I decided to use a linear regression analysis to convert LSAT scores to IQ’s. I found five data points from five high-IQ societies that accept LSAT scores. The International Society for Philosophical Inquiry accepts a 178 LSAT score, which corresponds to a 146 IQ. The Poetic Genius Society accepts a 174 LSAT score, which corresponds to a 139 IQ. Intertel accepts a 172 LSAT Score, which corresponds to a 135 IQ; and Mensa America accepts a LSAT score that is in the 95th percentile, which is historically a 167 LSAT Score corresponding to a 130 IQ. I’m assuming a 15 SD for all IQ scores. The LSAT average is historically between 150-151. I’ll choose 151 to be generous. Inductivist calculated that the average college graduate’s IQ is a 105. So the last data point is a 151 LSAT score corresponding to a 105 IQ.
My slope is 1.4891, which I’ll round to 1.49, and my y-value is -119.7679, which I’ll round to -119.77. The resulting equation is IQ = LSAT*1.49 – 119.77. Here is an incomplete chart; the decimal points don’t convey greater accuracy:
180 146+
179 146+
178 146
177 143.8
176 142.3
175 140.8
174 139
173 137.8
172 135
171 134.8
170 133.4
169 132
168 130.4
167 130
166 127.4
165 126
164 124.4
163 123
162 121.5
161 120
160 118.5
GreySwan
27 March 2009
You conversions are simply wrong! They are at least 5 points to low, and maybe more. From my own data-set — my brother has a Verbal IQ in the mid 150′s and got at 172. Your median is also at ~105 IQ, which is far to low, since the average test taker must have an IQ closer to 115.
Lover of Wisdom
28 March 2009
Hi GreySwan:
I address your worry in Steve Sailer’s post.
Franklin Carroll
7 April 2009
Your analysis is wrong.

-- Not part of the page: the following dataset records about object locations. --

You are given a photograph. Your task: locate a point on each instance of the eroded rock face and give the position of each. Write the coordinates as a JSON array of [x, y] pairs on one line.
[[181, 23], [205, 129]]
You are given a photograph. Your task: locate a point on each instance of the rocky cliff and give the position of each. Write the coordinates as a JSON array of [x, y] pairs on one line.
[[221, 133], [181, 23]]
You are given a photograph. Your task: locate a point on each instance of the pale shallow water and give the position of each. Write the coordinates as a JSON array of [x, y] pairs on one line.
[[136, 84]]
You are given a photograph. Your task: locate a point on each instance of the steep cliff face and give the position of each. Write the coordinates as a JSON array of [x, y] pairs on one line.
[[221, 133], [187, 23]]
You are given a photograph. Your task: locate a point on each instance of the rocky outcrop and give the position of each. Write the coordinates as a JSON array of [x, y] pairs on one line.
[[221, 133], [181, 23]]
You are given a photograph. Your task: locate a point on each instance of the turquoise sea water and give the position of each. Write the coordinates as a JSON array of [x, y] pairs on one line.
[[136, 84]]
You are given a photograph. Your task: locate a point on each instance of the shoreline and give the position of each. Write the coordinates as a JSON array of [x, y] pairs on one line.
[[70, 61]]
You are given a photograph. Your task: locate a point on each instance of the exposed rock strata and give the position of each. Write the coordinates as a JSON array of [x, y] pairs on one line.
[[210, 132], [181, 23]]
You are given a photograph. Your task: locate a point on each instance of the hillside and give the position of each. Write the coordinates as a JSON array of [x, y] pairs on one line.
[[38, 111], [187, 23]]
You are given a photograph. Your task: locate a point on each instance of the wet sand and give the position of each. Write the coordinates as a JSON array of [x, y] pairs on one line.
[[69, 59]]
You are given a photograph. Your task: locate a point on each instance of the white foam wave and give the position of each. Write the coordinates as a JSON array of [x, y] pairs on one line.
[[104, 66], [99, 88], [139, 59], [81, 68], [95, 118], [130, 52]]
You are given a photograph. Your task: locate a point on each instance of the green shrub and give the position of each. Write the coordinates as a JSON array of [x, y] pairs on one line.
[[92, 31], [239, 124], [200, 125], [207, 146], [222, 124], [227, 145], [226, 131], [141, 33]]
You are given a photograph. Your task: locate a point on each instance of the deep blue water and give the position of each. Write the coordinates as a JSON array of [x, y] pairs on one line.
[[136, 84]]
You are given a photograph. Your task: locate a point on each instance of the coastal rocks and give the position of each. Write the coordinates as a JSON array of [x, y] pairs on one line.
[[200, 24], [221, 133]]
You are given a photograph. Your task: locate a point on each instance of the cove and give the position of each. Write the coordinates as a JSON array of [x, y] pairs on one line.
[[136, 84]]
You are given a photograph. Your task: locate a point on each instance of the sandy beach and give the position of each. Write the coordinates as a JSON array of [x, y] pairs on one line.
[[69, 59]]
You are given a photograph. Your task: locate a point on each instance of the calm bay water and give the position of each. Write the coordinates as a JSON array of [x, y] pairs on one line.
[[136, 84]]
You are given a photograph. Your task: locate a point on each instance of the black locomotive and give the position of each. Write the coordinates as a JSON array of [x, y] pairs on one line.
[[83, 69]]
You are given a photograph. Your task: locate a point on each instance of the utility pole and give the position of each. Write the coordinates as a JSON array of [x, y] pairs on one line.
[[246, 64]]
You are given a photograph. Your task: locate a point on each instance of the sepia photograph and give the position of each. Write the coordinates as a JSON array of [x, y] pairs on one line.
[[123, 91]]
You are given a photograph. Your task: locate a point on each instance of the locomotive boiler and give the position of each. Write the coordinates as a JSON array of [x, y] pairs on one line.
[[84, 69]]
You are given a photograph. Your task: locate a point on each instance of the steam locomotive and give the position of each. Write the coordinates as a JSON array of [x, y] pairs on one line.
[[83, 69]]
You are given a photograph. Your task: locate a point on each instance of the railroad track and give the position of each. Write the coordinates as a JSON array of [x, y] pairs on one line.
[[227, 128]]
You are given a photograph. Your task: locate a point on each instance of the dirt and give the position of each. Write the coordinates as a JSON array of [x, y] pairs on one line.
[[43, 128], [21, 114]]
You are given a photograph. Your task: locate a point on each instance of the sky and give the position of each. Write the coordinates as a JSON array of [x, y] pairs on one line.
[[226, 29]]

The average high school graduate has an IQ of 105—the average college graduate has an IQ of 115. I think this throws your whole analysis off somewhat.
Lover of Wisdom
7 April 2009
Franklin:
I doubt it. the average college graduate had an IQ of 115 in the 1960′s, but not any longer. Let me quote Inductivist’s post at length:
“Mean IQ of college grads dropped 9 points from the 60s to the 90s: The General Social Survey has collected data on a simple measure of IQ since 1974. I calculated means for whites across various degrees and decades. (Black college grads appear to have IQs three or four points lower than whites, but sample sizes are very small, so I didn’t include them). Most of the action is observed with a 4-year degree, so I’ll focus on it:
Mean IQ–white college grads
1960s 113.72
1970s 110.59
1980s 108.04
1990s 104.42
2000s 105.12
The trend is clear with a slight reversal in this decade. I looked at people who graduated during the 1950s and before, but I didn’t list the scores since they are similar to the 60s cohort.
America is obsessed with educating everyone, regardless of ability, so admission standards have been lowered. A bachelors degree has not held its value over the years.
Fortunately, the mean score for those with advanced degrees has not fallen, but the mindless compulsion to educate more and more people will likely fix that. In my experience, the only thing keeping IQs up is that colleges cannot convince people below a certain IQ threshold to stay in school.”
I placed the link above, but I’ll post it here too: http://inductivist.blogspot.com/2008/06/mean-iq-of-college-grads-dropped-9.html
prospero
11 April 2009
A simple linear regression based on correlations reported from other agencies will not yield meaningful results. How did Mensa, ISPI, PGS and Intertel achieve their equivalences, and what is the confidence intervals for their analyses? You report no correlation coefficient for your regression line. Another defect in this analysis is the populations you use. The other agencies will arrive at their equivalences with or without correcting for a likely strong selection bias – people who enter their societies self-select, and are not of the general population of LSAT takers. Your data set is from LSAT takers, but if the LSAT and Stanford Binet or Wexhsler were administered to a random sample of people, not taking it to go to law school, then you would be able to fit a curve, probably, to the data and be able to predict, within a certain range of error, IQ given LSAT scores. As it is, the LSAT takers self-select and cannot be considered the same population as those who know their own IQ.
If you look around at the equivalences online, for example the GRE or SAT, while there may be a general correlation, belief that one has a specific IQ given a specific test score is not useful because of the inherent statistical variation within each test, multiplied by comparing two tests, and bias in the populations that take each test. IQ comes from the general population. LSAT from a subset of that population. It is an interesting question, and it would certainly be doable, to administer multiple tests to the population at large, but the sample size would have to be huge, since what you are looking for is the equivalence of outliers – those above 95% in the population – 1 in 20 or less. To get meaningful data, you would have to administer several day long tests to a random sample of the population of at least 600 people. Good luck with that, also given that these are expensive commercial tests. Maybe a quarter million dollars to do it well? It would be interesting though. What you have done here really is statistically meaningless.
david
19 April 2009
“I found five data points… Inductivist calculated that the average college graduate’s IQ is a 105. So the last data point is a 151 LSAT score corresponding to a 105 IQ.”
“IQ comes from the general population. LSAT from a subset of that population. It is an interesting question…”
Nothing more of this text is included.